All statistical analyses were performed using SPSS (version 19.0, Chicago, IL, USA), Stata (version 11.0, College Station, TX), and R software (version 3.1.0, Institute for Statistics and Mathematics, Vienna, Austria). A two-tailed p value < 0.05 was considered statistically significant. In this study, all data are reported in aggregates.
Ethics statement
The research was approved by Institutional Review Board of the Cancer Foundation of China. Because of the retrospective nature of the study, we were unable to contact all patients or their families, In addition, considering that it will not pose a risk to patients included in the study, informed consent was not obtained. All patient identifiers were removed, as per the approved procedures. De-identified data were maintained in a secure database, to which only research team members had access.

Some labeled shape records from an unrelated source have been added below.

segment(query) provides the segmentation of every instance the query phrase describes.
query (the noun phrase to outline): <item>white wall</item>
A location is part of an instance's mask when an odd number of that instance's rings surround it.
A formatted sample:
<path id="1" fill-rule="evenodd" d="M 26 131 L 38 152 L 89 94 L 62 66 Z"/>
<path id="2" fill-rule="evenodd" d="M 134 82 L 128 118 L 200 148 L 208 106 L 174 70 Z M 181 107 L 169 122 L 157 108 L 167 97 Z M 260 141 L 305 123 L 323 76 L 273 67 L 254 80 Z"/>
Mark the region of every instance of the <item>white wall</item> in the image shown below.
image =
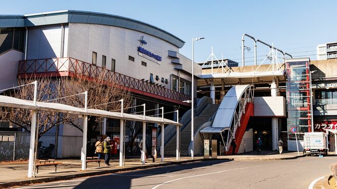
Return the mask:
<path id="1" fill-rule="evenodd" d="M 253 132 L 252 129 L 245 131 L 239 147 L 238 154 L 242 154 L 253 150 Z"/>
<path id="2" fill-rule="evenodd" d="M 304 145 L 304 141 L 298 140 L 297 142 L 299 145 L 299 151 L 300 152 L 303 152 L 303 146 Z M 296 140 L 288 140 L 288 151 L 297 151 Z"/>
<path id="3" fill-rule="evenodd" d="M 17 86 L 17 67 L 24 57 L 24 53 L 14 50 L 0 55 L 0 90 Z"/>
<path id="4" fill-rule="evenodd" d="M 147 44 L 141 47 L 160 56 L 162 61 L 160 63 L 138 55 L 139 40 L 142 36 Z M 178 70 L 174 69 L 177 64 L 171 63 L 172 58 L 168 56 L 168 51 L 178 52 L 179 48 L 156 37 L 116 27 L 71 23 L 68 37 L 68 55 L 70 57 L 91 63 L 94 51 L 97 53 L 97 66 L 101 66 L 102 55 L 104 55 L 107 56 L 108 69 L 111 68 L 111 59 L 113 58 L 116 60 L 116 72 L 149 81 L 150 73 L 152 73 L 155 82 L 165 85 L 166 88 L 171 89 L 171 74 L 178 75 Z M 129 55 L 135 58 L 134 62 L 129 60 Z M 142 61 L 146 62 L 147 66 L 141 64 Z M 183 62 L 181 63 L 191 65 L 189 61 Z M 190 66 L 185 68 L 191 72 Z M 155 81 L 156 75 L 160 79 L 162 77 L 167 79 L 169 83 L 165 84 L 160 80 Z M 185 73 L 181 72 L 180 77 L 191 81 L 191 76 Z"/>
<path id="5" fill-rule="evenodd" d="M 68 26 L 65 26 L 64 52 L 67 52 Z M 61 25 L 28 28 L 27 59 L 60 57 L 62 30 Z M 64 53 L 67 56 L 67 53 Z"/>
<path id="6" fill-rule="evenodd" d="M 254 116 L 285 117 L 283 97 L 254 97 Z"/>

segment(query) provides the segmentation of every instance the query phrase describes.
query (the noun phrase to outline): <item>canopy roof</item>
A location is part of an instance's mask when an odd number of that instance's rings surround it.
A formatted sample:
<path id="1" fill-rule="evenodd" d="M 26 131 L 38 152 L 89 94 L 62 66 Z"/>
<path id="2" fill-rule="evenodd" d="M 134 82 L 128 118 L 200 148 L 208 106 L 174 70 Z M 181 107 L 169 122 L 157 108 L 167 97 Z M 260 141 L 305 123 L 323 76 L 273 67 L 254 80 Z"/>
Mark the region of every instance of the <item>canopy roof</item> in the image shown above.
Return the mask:
<path id="1" fill-rule="evenodd" d="M 89 108 L 87 109 L 87 111 L 85 111 L 84 108 L 77 108 L 62 104 L 36 102 L 36 105 L 35 106 L 33 104 L 33 102 L 31 101 L 27 101 L 4 96 L 0 96 L 0 106 L 72 113 L 77 115 L 92 115 L 98 117 L 134 121 L 140 122 L 181 126 L 181 124 L 172 120 L 166 119 L 164 119 L 163 120 L 162 120 L 161 117 L 145 116 L 145 119 L 143 119 L 142 115 L 131 114 L 123 113 L 123 115 L 122 116 L 120 112 L 113 112 Z"/>

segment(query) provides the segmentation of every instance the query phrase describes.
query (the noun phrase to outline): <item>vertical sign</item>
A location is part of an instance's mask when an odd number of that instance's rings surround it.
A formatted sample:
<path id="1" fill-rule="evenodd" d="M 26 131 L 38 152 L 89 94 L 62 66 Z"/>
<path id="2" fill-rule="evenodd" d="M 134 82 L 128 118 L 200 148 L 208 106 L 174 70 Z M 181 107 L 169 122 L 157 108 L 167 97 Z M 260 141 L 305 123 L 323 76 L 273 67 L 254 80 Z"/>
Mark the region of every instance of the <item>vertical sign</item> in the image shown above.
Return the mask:
<path id="1" fill-rule="evenodd" d="M 204 158 L 209 158 L 209 140 L 204 140 Z"/>
<path id="2" fill-rule="evenodd" d="M 154 158 L 157 157 L 157 128 L 152 128 L 152 150 L 151 151 L 151 155 Z"/>

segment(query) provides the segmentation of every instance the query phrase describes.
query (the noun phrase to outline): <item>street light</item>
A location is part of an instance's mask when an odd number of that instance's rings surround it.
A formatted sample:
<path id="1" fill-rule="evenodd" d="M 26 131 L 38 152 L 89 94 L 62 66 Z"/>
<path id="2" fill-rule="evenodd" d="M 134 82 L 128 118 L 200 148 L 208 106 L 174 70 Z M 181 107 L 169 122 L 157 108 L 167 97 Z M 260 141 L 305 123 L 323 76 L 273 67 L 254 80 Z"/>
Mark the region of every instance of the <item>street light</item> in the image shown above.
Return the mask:
<path id="1" fill-rule="evenodd" d="M 193 159 L 194 157 L 194 141 L 193 138 L 194 137 L 194 121 L 193 118 L 194 117 L 194 70 L 193 68 L 193 64 L 194 64 L 194 41 L 199 41 L 201 39 L 204 39 L 204 37 L 196 37 L 192 38 L 192 112 L 191 112 L 191 140 L 192 143 L 192 148 L 191 149 L 191 157 Z"/>
<path id="2" fill-rule="evenodd" d="M 310 118 L 311 119 L 311 132 L 313 132 L 313 110 L 312 110 L 312 87 L 311 87 L 311 74 L 314 73 L 316 72 L 317 72 L 317 70 L 310 71 L 310 73 L 309 73 L 310 74 L 309 75 L 309 77 L 310 77 L 310 78 L 309 79 L 309 80 L 310 80 L 309 81 L 310 83 L 309 83 L 309 87 L 310 87 L 309 88 L 309 89 L 310 89 L 309 91 L 310 91 Z"/>

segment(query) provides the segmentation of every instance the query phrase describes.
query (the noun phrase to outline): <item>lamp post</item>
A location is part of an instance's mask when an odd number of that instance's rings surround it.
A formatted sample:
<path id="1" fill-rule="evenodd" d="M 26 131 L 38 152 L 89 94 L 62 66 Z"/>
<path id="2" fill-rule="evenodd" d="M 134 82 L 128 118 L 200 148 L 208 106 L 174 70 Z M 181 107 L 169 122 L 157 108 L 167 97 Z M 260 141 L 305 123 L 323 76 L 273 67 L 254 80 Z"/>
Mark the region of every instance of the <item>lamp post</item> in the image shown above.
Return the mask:
<path id="1" fill-rule="evenodd" d="M 192 112 L 191 112 L 191 140 L 192 143 L 192 148 L 191 149 L 191 157 L 192 159 L 194 157 L 194 141 L 193 138 L 194 137 L 194 121 L 193 118 L 194 117 L 194 70 L 193 68 L 193 64 L 194 64 L 194 41 L 198 41 L 201 39 L 204 39 L 204 37 L 196 37 L 192 38 Z"/>

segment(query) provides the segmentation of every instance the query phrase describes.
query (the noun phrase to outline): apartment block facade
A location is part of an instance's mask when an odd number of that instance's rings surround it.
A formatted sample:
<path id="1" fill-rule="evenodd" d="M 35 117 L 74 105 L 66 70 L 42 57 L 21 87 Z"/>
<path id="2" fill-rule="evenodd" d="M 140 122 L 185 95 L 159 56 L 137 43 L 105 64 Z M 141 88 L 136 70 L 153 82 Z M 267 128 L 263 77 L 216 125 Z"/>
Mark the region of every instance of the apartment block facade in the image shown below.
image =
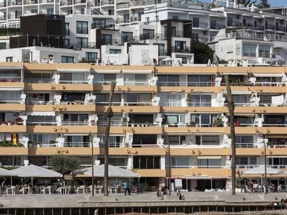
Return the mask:
<path id="1" fill-rule="evenodd" d="M 0 162 L 49 167 L 49 156 L 64 151 L 89 167 L 94 147 L 103 163 L 105 111 L 116 81 L 110 164 L 154 187 L 171 177 L 189 191 L 229 189 L 225 75 L 236 106 L 237 170 L 264 165 L 266 145 L 267 165 L 286 171 L 286 67 L 0 63 Z M 282 177 L 271 181 L 286 185 Z"/>

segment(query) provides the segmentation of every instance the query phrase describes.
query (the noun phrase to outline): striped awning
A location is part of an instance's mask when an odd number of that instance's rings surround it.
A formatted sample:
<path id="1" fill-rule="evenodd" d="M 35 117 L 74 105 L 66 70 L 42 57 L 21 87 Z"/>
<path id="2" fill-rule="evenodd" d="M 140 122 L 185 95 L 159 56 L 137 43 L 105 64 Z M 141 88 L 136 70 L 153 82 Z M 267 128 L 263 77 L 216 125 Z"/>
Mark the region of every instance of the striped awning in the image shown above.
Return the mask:
<path id="1" fill-rule="evenodd" d="M 264 135 L 264 138 L 271 139 L 287 138 L 287 133 L 267 133 Z"/>
<path id="2" fill-rule="evenodd" d="M 52 74 L 54 70 L 25 70 L 26 74 Z"/>

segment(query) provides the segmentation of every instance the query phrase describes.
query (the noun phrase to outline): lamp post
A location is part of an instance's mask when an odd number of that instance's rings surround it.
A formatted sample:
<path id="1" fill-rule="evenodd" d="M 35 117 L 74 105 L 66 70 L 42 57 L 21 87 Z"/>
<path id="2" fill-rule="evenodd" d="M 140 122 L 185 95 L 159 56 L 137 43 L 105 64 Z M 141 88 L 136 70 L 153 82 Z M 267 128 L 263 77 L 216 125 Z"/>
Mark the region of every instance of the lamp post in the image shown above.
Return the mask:
<path id="1" fill-rule="evenodd" d="M 266 142 L 265 142 L 264 135 L 263 133 L 260 133 L 260 136 L 263 138 L 264 144 L 264 183 L 265 183 L 265 194 L 267 194 L 267 166 L 266 166 Z"/>
<path id="2" fill-rule="evenodd" d="M 94 196 L 94 144 L 93 141 L 92 139 L 92 133 L 89 132 L 89 142 L 91 143 L 91 147 L 92 147 L 92 196 Z"/>

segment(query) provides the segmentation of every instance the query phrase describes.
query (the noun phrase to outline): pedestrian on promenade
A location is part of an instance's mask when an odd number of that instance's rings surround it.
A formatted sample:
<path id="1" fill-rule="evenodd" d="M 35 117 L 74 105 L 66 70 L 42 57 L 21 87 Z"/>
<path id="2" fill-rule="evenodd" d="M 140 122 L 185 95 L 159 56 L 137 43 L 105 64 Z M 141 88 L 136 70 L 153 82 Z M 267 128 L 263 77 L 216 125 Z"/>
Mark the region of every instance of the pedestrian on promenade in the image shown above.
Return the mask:
<path id="1" fill-rule="evenodd" d="M 157 190 L 157 198 L 159 198 L 160 200 L 164 200 L 164 196 L 162 196 L 162 192 L 160 191 L 160 190 L 159 190 L 159 189 L 158 189 L 158 190 Z"/>
<path id="2" fill-rule="evenodd" d="M 127 195 L 127 193 L 128 193 L 128 194 L 130 195 L 130 180 L 127 180 L 127 182 L 125 183 L 125 196 Z"/>

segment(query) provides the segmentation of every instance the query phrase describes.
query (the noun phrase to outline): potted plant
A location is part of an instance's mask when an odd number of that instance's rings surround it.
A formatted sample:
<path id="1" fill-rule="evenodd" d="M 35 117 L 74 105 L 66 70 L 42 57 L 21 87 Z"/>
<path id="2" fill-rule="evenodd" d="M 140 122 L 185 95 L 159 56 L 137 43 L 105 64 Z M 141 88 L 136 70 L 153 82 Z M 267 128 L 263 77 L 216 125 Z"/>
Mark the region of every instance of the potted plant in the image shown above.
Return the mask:
<path id="1" fill-rule="evenodd" d="M 220 117 L 216 118 L 214 122 L 212 124 L 212 126 L 214 127 L 223 127 L 223 122 Z"/>
<path id="2" fill-rule="evenodd" d="M 191 102 L 191 93 L 189 93 L 186 94 L 186 103 L 187 103 L 187 106 L 189 106 L 189 104 L 190 104 Z"/>

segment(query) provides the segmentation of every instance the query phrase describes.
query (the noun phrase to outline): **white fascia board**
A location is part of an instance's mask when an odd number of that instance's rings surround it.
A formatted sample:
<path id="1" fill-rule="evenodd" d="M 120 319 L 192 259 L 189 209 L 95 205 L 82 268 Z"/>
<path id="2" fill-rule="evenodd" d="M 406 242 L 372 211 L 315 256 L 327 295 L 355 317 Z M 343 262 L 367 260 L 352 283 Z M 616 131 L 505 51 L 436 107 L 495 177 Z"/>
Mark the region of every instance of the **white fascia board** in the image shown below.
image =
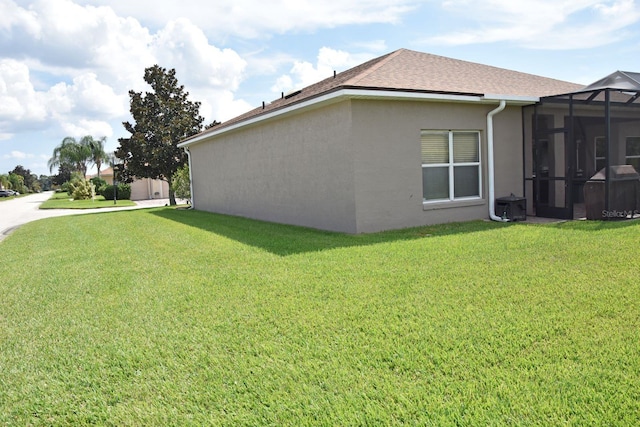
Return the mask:
<path id="1" fill-rule="evenodd" d="M 425 93 L 425 92 L 406 92 L 406 91 L 394 91 L 394 90 L 373 90 L 373 89 L 340 89 L 335 92 L 330 92 L 325 95 L 321 95 L 317 98 L 308 99 L 306 101 L 289 105 L 287 107 L 271 111 L 266 114 L 243 120 L 235 123 L 231 126 L 226 126 L 219 131 L 213 131 L 206 134 L 196 136 L 188 141 L 178 144 L 180 148 L 187 148 L 190 145 L 201 142 L 205 139 L 222 135 L 233 130 L 250 126 L 255 123 L 259 123 L 265 120 L 272 119 L 274 117 L 283 116 L 292 113 L 297 110 L 303 110 L 310 107 L 319 107 L 324 104 L 330 104 L 338 102 L 342 99 L 395 99 L 395 100 L 414 100 L 414 101 L 436 101 L 436 102 L 463 102 L 463 103 L 485 103 L 487 101 L 495 102 L 499 100 L 506 100 L 507 102 L 514 103 L 535 103 L 538 98 L 533 97 L 517 97 L 508 95 L 455 95 L 446 93 Z"/>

ACKNOWLEDGMENTS AND FUNDING
We thank Cancer Foundation of China for originating this retrospective clinical epidemiological study of breast cancer. We thank the local investigators from Beijing, Liaoning (Shenyang), Hunan (Changsha), Guangdong (Guangzhou), Zhejiang (Hangzhou), Shanxi (Xi’an), and Sichuan (Chengdu) for data collection and assisting us in the successful completion of the project. The authors also thank Pfizer for funding in the form of donations to Cancer Foundation of China.
Footnotes
CONFLICTS OF INTEREST
The authors declare that they have no conflict of interest.